Except a car’s purpose is transportation, not to kill. Guns were designed to kill.It should take the same amount of time to obtain a gun as it does to obtain a driver’s license. It takes more than six months to obtain a driver’s license, but it takes less time to purchase and own a gun. I see a problem with this.This opinion piece from 2012, Regulate Guns Like Cars by C. Robert Gibson makes a solid point:

“Like any driver, before even getting my driver’s license, I had to take a written test to get a learner’s permit. This meant I could drive a car, but only with a licensed driver in the car with me. Then after 6 months of waiting, I could take an actual driver’s test with a police officer in my passenger seat, and only become a licensed driver if I drove, parallel parked, and did a turnabout absolutely flawlessly. And if I ever moved to a new state, I would have to get a new driver’s license within 30 days of relocating, keep my license and registration up to date, get yearly inspections, and have liability insurance for my car. The same should be done with guns.”

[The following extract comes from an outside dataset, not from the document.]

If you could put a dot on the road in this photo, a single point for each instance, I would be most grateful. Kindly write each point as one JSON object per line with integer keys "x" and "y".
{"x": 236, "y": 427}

Yes, it should be. In my view, Gibson was absolutely correct in 2012 and he is even more correct in 2016.

It makes me ill that some people believe it’s more important for people to have too easy of access to guns over protecting human lives.

How is it logical that a weapon designed to kill is more important than a human life? It isn’t. At least not to me. I’m referring to people who believe that having loose gun laws are more important than protecting more innocent people dying from gun violence.

Kalamazoo has been rattled by this tragedy, but it has not been broken. We are not broken. We are Kalamazoo Strong. We love you, Kalamazoo. I love you, Kalamazoo.